It could be a strategical investment to create an ecosystem out of technology that you know the best and can influence its direction, to then sell customizations and develop services on top of it. Like MS is doing here. Or RedHat. Or Google with Kubernetes. Or Canonical with Ubuntu. And so on.

It could be a lot of things. Would you like to argue that it is some specific thing that couldn't possibly lead to the sort of oligopoly or monopoly position that Microsoft has eagerly sought and maintained in the past? If so, which exact thing?
I'm arguing that the premise of non-free software and services being somehow better because there must be a catch is just ludicrous. So no, I don't want to argue "it is some specific thing".

I don't think MS is very charitable company and dislike many things about them, but sometimes a deal is just mutually beneficial. Better at times than with paid products.

And if Microsoft has something terrible planned, the community would just fork the project and go in a different direction.

Moreover I want to add that people, and companies, change. Just like a nation isn't the same it was 100 years ago, Microsoft too might have toned down its malicious practises. Just as a thought to you. We don't anymore blame Germans for being Nazis either.

I'm not saying paid IDEs are necessarily better. But I am saying that in practice, commercial IDE vendors have been making superior products to the free-as-in-speech ones, and have been for 20 years at least.
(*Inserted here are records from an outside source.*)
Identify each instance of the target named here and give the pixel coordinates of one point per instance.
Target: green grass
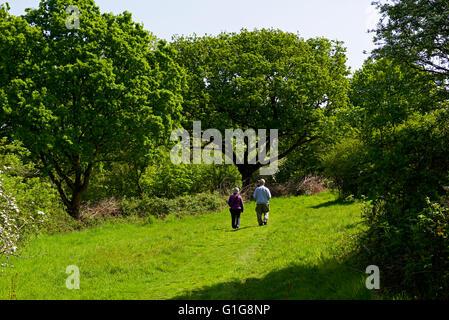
(201, 257)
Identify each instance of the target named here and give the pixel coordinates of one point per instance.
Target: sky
(343, 20)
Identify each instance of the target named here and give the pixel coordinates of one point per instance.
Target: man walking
(262, 195)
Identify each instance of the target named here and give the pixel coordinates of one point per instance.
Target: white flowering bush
(9, 224)
(14, 224)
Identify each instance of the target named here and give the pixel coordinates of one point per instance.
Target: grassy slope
(201, 257)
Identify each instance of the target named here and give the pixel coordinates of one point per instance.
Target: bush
(181, 206)
(344, 164)
(407, 232)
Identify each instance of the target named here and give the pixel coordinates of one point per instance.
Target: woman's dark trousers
(235, 218)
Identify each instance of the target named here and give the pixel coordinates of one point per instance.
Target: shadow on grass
(337, 202)
(328, 280)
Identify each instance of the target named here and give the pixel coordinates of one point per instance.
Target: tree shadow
(329, 280)
(339, 202)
You blow a lot of smoke here, with "sometimes" and "might". Sure, Microsoft could have been taken over by angels straight from heaven, and is now only intent on doing charitable works until the money runs out. Many things are possible. But possible doesn't mean true. If you'd like to argue something's true, by all means do it.

I think the only substance is "the community would just fork". One, there's no particular proof that a bunch of volunteers can make something like that. Two, that's an enormous effort. Look at how much work and time it took between MS using a free IE to kill Netscape and the emergence of Firefox. And that only worked because Mozilla found a revenue model that let it afford the large number of full-time engineers needed to produce a browser.

So if you're serious about your argument, why don't you explain exactly how "the community" will afford to do that fork. And why your imagined destruction of paid developer tool vendors like JetBrains and handing MS a monopoly in the market is ok as long as you're getting something free right now.

Github has made their pricing model and the motivations for it pretty clear. They subsidize their hosted service with enterprise self-hosted pricing to justify expanding their feature set. This has been true for a long time, well before the MS acquisition. The things that have changed are:

- Developments that were in place were released.

- The subsidization model made pricing structure changes possible.

None of this has to be a big conspiracy or a big change from Microsoft's acquisition. It's possible they just have a business model that's less nefarious than you're able or willing to understand.

That's an adequate slam at the end there, but I'm more interested in your claim about "to justify expanding their feature set." How about you give me the elevator pitch on that. Because the obvious alternative explanation is that Github was doing what a lot of companies have done: use a loss-leader pricing scheme to establish market dominance, allowing them to charge more to customers for whom that dominance is a feature.